This repo contains downloading instructions for the OpenViDial dataset in 《OpenViDial: A Large-Scale, Open-Domain Dialogue Dataset with Visual Contexts》 along with the code to reproduce results in the paper (See Section Baselines).
When humans converse, what a speaker will say next significantly depends on what he sees. OpenViDial is a largescale multi-module dialogue dataset for this purpose. The dialogue turns and visual contexts are extracted from movies and TV series, where each dialogue turn is paired with the corresponding visual context in which it takes place. OpenViDial contains a total number of 1.1 million dialogue turns, and thus 1.1 million visual contexts stored in images.
The following are two short conversations where visual contexts are crucial.
Attribute | value |
---|---|
Number of turns | 1.1M |
Number of images | 1.1M |
Vocab size before BPE | 70K |
Vocab size after BPE | 30K |
Average length of each episode | 14 |
Average length of each turn | 7.6 |
***** New February 27th, 2021: New split of Dataset *****
We upload a new version(1.1) of our dataset, which adopt the train/valid/test split of dataset consistent with our paper(1M, 50k, 50K), while the older split is (900K, 100k, 100k). The download urls are updated too.
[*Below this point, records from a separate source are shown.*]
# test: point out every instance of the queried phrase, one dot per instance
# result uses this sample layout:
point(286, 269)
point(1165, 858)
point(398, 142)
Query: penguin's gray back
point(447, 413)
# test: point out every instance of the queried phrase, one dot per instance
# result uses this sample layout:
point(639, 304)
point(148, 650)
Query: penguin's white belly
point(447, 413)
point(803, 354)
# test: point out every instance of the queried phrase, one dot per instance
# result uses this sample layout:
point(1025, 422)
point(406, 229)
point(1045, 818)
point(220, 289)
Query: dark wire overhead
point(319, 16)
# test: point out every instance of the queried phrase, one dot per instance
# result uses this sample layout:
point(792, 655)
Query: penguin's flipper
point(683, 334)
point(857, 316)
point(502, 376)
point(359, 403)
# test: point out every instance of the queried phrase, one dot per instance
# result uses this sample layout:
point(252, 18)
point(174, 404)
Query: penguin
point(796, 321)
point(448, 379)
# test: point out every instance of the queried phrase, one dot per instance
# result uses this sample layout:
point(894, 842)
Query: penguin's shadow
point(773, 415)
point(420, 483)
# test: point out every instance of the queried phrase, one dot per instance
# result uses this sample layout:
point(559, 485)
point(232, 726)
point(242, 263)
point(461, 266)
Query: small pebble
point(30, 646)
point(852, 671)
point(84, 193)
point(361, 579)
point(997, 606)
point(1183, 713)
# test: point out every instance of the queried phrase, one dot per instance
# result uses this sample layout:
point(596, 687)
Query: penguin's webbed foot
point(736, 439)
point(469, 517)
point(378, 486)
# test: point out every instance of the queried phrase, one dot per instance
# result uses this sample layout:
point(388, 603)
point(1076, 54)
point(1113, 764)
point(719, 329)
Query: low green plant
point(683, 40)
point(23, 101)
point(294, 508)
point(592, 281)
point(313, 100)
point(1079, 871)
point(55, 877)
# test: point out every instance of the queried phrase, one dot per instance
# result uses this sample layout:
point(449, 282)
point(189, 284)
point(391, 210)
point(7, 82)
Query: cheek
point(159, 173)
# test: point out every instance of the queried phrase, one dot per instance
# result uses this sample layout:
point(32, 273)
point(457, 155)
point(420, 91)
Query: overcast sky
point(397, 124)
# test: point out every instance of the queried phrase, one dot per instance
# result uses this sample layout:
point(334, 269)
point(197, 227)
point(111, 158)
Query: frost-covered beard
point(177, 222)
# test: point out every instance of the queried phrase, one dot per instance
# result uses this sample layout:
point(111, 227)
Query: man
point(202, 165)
Note: cnn/rcnn features of valid/test dataset are incorrect now, and we will update it soon.
The main folder origin_dir
contains training/valid/test sets, each of which is made up by the following files:
├──origin_dir
└── train.dialogue.jsonl // each line is an episode of dialogue, which a list of IDs.
└── train.origin.txt // each line corresponds to a dialogue text utterence, with the ID being its line number (staring with 0).
└── train_images // containing images (visual contexts) in which the text utterence take place, with ID being the image filename (0,1,2, etc)
└── 0.jpg
└── 1.jpg
└── ...
└── valid.* (i.e., valid.dialogue.jsonl, valid.origin.txt, valid_images)
└── test.* (i.e., test.dialogue.jsonl, test.origin.txt, test_images)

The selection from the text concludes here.